Usually not a big deal, but I was able to get my live rebuild time under 100ms on an old computer, with a naive JavaScript SSG, by doing this. Having the page update immediately was nice for iteration.
[OP] abhin4v | 10 hours ago
I wrote a post about writing an SSG using Shake in Haskell. I see that it implements many ideas from this post, at least in a rudimentary way. My actual SSG (also build on Shake) is way more featureful but this article (and mine) are a good starting point.
fanf | 6 hours ago
For search I use pagefind which is really easy to add to a static site.
carlana | 3 hours ago
Yes, I had a very good experience integrating it into a project.
sigmonsez | 2 hours ago
It's super easy to throw together an SSG using go with goldmark for markdown ahndling, templ for html layout and templating and yaml for frontmatter. If anyone is interested i'll do a blog post on it. been meaning to for a while but never find the time.

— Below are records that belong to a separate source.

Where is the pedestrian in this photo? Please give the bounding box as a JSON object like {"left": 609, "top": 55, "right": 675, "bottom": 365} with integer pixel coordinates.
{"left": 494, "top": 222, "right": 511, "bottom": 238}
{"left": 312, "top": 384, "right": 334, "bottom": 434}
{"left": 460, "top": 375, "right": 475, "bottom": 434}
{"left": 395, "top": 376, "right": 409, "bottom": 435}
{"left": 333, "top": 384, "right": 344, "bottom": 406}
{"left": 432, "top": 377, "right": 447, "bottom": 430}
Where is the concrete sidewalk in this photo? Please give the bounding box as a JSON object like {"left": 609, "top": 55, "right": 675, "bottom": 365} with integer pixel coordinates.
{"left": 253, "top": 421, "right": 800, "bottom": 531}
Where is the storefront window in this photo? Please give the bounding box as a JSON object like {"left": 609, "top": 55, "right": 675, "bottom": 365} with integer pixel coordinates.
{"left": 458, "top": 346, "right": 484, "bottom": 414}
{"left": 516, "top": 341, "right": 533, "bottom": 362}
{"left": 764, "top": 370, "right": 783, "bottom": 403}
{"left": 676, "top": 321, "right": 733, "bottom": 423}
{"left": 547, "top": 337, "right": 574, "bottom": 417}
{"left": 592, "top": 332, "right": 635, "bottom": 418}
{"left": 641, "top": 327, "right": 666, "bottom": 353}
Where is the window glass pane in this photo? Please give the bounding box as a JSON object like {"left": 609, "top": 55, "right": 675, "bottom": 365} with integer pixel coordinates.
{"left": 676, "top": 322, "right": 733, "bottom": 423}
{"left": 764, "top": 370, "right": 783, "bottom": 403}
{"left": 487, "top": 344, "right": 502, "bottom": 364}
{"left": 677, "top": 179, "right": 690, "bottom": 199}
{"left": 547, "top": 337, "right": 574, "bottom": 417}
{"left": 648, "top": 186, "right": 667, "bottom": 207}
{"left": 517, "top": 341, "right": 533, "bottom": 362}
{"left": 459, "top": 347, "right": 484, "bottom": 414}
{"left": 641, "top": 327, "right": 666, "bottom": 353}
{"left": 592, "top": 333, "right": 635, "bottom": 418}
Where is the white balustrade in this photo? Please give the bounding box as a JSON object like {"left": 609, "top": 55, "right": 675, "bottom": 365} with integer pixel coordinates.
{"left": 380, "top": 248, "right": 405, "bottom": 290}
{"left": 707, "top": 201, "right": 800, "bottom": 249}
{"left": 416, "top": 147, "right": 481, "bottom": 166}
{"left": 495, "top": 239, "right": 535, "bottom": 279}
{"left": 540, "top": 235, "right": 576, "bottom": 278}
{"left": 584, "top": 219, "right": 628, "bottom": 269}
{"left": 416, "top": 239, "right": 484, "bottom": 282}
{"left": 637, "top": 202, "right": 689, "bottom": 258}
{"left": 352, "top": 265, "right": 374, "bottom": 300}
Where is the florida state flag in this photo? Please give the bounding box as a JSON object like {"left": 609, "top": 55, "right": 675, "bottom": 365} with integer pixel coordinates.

iamnearlythere | 15 minutes ago
We’ve got similar taste: https://iamnearlythere.com/replacing-Jekyll-with-go/ The Makefile of that repo shows the reload strategy: using entr
einacio | 11 hours ago
I wonder if it makes sense to use a markdownast instead of dom on the html. On the markdown you'd have pre linting and source code references, but things like finding one element lists or transformations are simple to do with the standard api.